Un couple d'orang-outans se serre dans les bras en Thaïlande, le 21 avril 2006. PORNCHAI KITTIWONGSAKUL / AFP

Un couple d'orang-outans se serre dans les bras en Thaïlande, le 21 avril 2006. PORNCHAI KITTIWONGSAKUL / AFP

Le secret des équipes les plus productives est simple: la gentillesse

Economie |   Repéré par Claire Levenson

mis à jour le 27.02.2016 à 18 h 28

En 2012, Google a lancé le Projet Aristote, une étude dont le but était d'éclaircir un grand mystère managérial: qu'est-ce qui fait qu'une équipe de travail est efficace? 

Un article du New York Times Magazine raconte comment des statisticiens, chercheurs, sociologues, psychologues organisationnels et ingénieurs de Google ont analysé des centaines de groupes de travail pour essayer de trouver les ingrédients du succès. Fallait-il que les membres de l'équipe aient des centres d'intérêt similaires? Fallait-il qu'il y ait autant de femmes que d'hommes? Que les membres de l'équipe se voient en dehors du travail?

Les chercheurs ne trouvaient aucune corrélation statistique permettant de montrer qu'un de ces facteurs avait plus d'importance qu'un autre. Ils ont donc commencé à s'intéresser à ce qu'on appelle les normes de groupe, soit la culture du groupe ou les règles implicites d'interaction entre les membres. 

Après avoir étudié plus de cent équipes Google sur plus d'un an, les chercheurs du Projet Aristote en sont arrivés à cette conclusion simple: les meilleures équipes sont celles où les gens sont gentils les uns envers les autres.

Comme le résume Quartz de manière un peu sarcastique: 

«Après des années d'analyses intenses, Google découvre que la clé du travail en équipe est d'être gentil.»

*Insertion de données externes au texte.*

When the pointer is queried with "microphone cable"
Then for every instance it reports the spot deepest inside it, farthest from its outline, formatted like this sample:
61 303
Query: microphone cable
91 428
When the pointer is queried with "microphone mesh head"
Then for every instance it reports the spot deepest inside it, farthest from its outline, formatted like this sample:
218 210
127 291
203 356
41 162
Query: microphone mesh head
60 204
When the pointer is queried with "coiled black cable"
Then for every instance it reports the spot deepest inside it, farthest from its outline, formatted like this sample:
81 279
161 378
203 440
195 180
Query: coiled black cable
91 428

Ils ont en effet trouvé que ce qui comptait le plus pour qu'une équipe soit efficace, c'était la «sécurité psychologique», un concept que la professeure de management Amy Edmondson a décrit comme «le fait que les membres d'une équipe pensent qu'ils peuvent prendre des risques interpersonnels en toute sécurité.» La sécurité psychologique est ce sentiment de confiance qu'une «équipe ne fera pas honte, ne rejettera pas ou ne punira pas quelqu'un qui s'exprime», ou encore «un climat caractérisé par la confiance interpersonnelle et le respect mutuel, dans lequel les gens se sentent à l'aise.»

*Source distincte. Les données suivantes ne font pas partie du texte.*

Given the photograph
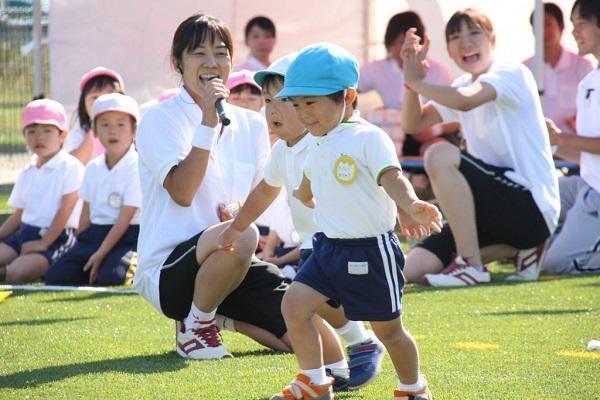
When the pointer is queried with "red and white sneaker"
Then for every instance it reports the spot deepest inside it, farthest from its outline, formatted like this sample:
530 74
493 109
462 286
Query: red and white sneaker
528 264
200 343
459 273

Depuis ces découvertes, le Projet Aristote cherche des moyens d'améliorer la «sécurité psychologique» des équipes Google. 

Cette importance de la gentillesse n'est pas vraiment une nouveauté dans la littérature managériale: par exemple, le livre Les Sept habitudes des gens efficaces, publié en 1989, expliquait déjà que les membres des équipes productives prenaient le temps de s'écouter les uns les autres.